Mr. Chairman, Members of the Class of 1979, Brethren of the Theological School Committee and of the Synod, Brethren and Sisters gathered with us:
In my remarks, which are addressed chiefly to our graduates but in the presence of you all, I wish to concentrate on the chief work of the ministry to which these young men look forward: the work of the preaching of the Word. It is to that work that our graduates look forward and for which they have been prepared and trained. In their future ministry they must concentrate all their abilities and labor on that task: the preaching of the Word of the Lord Jehovah. And their attitude must be that of the prophet Amos as expressed in the striking comparison of the words of Amos 3:8: “The lion hath roared, who will not fear? the Lord GOD hath spoken, who can but prophesy?”
It is not my intention this evening to preach a sermon on this text in its context; that would go far beyond the purposes of this gathering tonight. But I wish to call your attention to a few pertinent thoughts in connection with this passage of Scripture.

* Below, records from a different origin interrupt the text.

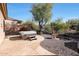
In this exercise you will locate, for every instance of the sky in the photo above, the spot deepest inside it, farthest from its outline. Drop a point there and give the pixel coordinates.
(21, 11)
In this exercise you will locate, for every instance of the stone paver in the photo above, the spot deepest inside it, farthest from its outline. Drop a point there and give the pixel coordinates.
(23, 47)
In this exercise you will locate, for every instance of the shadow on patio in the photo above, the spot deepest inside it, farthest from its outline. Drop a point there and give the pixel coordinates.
(57, 47)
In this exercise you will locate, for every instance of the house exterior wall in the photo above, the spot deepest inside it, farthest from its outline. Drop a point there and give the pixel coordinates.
(2, 33)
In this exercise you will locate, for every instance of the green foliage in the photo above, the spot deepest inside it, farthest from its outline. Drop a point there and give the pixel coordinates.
(34, 25)
(48, 28)
(73, 23)
(42, 13)
(59, 25)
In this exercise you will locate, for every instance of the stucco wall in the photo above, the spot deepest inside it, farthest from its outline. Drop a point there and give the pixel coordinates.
(2, 33)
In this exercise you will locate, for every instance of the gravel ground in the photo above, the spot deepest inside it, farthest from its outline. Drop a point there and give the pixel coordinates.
(44, 45)
(57, 46)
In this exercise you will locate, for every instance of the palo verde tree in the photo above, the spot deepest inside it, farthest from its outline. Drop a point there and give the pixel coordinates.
(41, 13)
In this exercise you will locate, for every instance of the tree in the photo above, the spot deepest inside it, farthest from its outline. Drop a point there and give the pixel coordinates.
(73, 23)
(42, 14)
(60, 26)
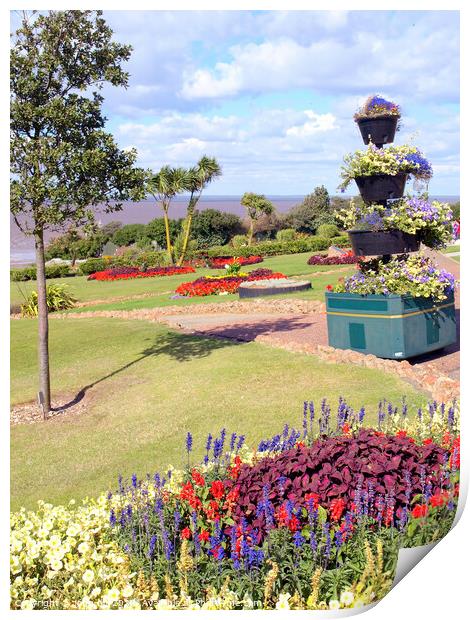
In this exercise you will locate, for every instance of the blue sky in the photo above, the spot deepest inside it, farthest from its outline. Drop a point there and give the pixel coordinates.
(271, 94)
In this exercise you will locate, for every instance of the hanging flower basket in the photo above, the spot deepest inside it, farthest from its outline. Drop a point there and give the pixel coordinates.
(378, 242)
(380, 187)
(379, 130)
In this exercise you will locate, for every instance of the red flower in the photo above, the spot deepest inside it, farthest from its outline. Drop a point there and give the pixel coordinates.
(204, 535)
(436, 500)
(337, 507)
(294, 524)
(312, 498)
(419, 511)
(217, 489)
(198, 478)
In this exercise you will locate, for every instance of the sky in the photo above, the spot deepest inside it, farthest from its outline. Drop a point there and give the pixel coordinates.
(271, 94)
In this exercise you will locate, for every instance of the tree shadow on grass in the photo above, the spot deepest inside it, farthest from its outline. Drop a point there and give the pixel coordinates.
(180, 347)
(184, 347)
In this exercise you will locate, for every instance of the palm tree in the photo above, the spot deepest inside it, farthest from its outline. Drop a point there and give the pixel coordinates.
(164, 186)
(205, 171)
(256, 205)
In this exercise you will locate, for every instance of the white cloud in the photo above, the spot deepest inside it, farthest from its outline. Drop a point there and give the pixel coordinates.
(418, 61)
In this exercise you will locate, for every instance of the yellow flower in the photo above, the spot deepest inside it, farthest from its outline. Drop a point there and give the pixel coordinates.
(346, 598)
(88, 576)
(283, 602)
(127, 591)
(28, 603)
(55, 564)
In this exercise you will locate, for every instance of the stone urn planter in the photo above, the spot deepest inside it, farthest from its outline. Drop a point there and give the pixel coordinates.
(381, 187)
(374, 243)
(390, 327)
(379, 130)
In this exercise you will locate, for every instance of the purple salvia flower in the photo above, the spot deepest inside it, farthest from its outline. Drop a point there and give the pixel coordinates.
(151, 549)
(327, 534)
(299, 540)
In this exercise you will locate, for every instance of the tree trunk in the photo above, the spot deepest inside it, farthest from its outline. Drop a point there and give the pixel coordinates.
(167, 234)
(43, 325)
(186, 238)
(250, 232)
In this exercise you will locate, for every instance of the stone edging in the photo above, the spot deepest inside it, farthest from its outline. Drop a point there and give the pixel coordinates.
(441, 387)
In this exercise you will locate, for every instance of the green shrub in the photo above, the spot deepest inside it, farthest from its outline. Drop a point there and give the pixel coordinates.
(342, 241)
(213, 227)
(29, 273)
(286, 234)
(22, 275)
(239, 241)
(58, 298)
(94, 264)
(151, 259)
(327, 230)
(273, 248)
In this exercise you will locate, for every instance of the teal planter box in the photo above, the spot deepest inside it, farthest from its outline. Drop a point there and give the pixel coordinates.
(393, 327)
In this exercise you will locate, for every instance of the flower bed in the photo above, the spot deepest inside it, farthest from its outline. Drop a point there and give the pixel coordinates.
(432, 221)
(348, 258)
(244, 529)
(392, 160)
(127, 273)
(219, 262)
(413, 275)
(223, 285)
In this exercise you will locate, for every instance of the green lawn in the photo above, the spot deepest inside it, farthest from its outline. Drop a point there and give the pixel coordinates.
(147, 387)
(161, 289)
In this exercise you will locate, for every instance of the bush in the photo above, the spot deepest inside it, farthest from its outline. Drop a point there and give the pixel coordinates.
(315, 210)
(29, 273)
(72, 246)
(92, 265)
(273, 248)
(239, 241)
(328, 231)
(388, 464)
(286, 234)
(144, 260)
(155, 231)
(214, 227)
(58, 298)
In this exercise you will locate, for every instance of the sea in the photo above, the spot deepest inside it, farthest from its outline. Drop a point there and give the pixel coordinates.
(22, 246)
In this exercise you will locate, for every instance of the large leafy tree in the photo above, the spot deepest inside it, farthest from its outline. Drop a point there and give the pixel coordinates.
(63, 162)
(164, 186)
(256, 205)
(203, 173)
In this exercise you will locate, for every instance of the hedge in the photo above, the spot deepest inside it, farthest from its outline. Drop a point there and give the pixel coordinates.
(29, 273)
(273, 248)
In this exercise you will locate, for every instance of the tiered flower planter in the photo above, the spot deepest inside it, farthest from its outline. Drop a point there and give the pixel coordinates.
(388, 326)
(379, 130)
(392, 327)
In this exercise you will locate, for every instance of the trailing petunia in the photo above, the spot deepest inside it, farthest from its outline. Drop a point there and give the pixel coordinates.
(390, 160)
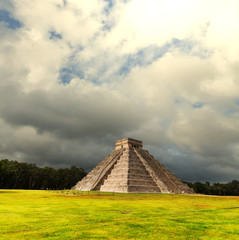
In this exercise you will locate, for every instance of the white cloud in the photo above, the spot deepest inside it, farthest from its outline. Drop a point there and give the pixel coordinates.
(163, 71)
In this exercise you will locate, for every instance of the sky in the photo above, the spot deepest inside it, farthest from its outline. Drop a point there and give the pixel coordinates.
(75, 76)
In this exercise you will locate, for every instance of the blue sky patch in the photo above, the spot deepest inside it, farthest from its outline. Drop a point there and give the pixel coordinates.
(109, 6)
(143, 57)
(6, 16)
(198, 104)
(66, 74)
(54, 35)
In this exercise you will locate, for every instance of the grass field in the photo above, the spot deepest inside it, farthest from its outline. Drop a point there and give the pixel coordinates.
(62, 215)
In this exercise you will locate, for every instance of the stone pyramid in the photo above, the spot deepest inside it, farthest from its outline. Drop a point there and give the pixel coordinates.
(130, 168)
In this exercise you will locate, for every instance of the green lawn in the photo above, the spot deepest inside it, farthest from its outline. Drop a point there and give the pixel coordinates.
(56, 215)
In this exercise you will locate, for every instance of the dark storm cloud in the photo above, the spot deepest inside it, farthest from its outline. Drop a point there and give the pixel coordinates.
(81, 76)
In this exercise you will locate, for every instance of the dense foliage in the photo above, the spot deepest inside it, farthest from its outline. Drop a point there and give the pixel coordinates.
(223, 189)
(20, 175)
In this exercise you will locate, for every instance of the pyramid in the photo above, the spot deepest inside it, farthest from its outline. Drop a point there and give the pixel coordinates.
(131, 169)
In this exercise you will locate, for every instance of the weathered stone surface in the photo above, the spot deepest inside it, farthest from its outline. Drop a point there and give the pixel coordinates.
(130, 168)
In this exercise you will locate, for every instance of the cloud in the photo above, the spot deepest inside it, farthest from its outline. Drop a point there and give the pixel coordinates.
(76, 77)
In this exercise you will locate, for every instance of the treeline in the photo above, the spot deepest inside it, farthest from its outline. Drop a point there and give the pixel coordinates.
(221, 189)
(20, 175)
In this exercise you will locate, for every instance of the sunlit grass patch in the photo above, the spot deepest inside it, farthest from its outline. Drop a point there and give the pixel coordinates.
(99, 215)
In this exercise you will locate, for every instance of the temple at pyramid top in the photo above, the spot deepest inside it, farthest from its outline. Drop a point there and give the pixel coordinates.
(128, 142)
(130, 168)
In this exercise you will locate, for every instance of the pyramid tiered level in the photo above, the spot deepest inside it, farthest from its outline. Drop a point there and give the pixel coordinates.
(130, 168)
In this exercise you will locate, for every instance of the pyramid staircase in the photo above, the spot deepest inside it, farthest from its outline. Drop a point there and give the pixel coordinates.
(129, 168)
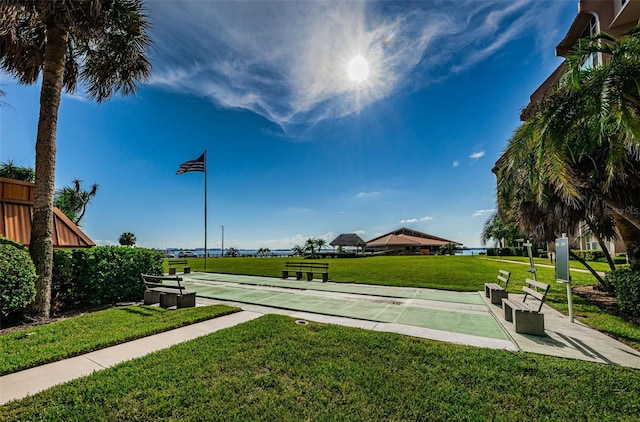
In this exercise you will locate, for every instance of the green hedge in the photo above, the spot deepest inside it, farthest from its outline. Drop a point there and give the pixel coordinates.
(590, 255)
(17, 278)
(627, 285)
(517, 251)
(104, 274)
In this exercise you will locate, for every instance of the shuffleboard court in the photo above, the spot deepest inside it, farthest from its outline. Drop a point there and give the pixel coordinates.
(364, 289)
(461, 313)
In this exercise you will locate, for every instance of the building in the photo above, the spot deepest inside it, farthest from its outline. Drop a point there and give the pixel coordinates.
(615, 18)
(407, 241)
(351, 240)
(16, 209)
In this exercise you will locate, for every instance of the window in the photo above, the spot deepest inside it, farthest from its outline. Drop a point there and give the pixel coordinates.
(591, 31)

It is plain, first of all, that both the lion and the Lord Jehovah are recognizable from their sound. This is the first point to be noticed in the comparison of this text. The lion hath roared: there is no other sound like that lion’s roar, so that the lion may be and is recognized from his roar. The Lord Jehovah hath spoken: there is no other speech like that, so that the Lord Jehovah may be and is recognized from the unique sound, the content, of His speech. Hence, there is reference here to what God says, what He speaks, that is, to the words of God and to His Word.
What is that speech of God?
It is, in the first place, the Word that God speaks in eternal perfection in His Son. It is the Word that God speaks as the Triune God; of the Father, in the Son, and through the Holy Spirit, God speaks eternally of Himself, concerning Himself, to Himself. But here, obviously, the Word to which Amos refers is the Word that God speaks outside of Himself, in His revelation. It is the Word that God speaks of Himself, concerning Himself, in His Son, through the Holy Spirit, to His people.Also that Word, remember, returns to God Himself: it returns through His people to Himself in praise and adoration.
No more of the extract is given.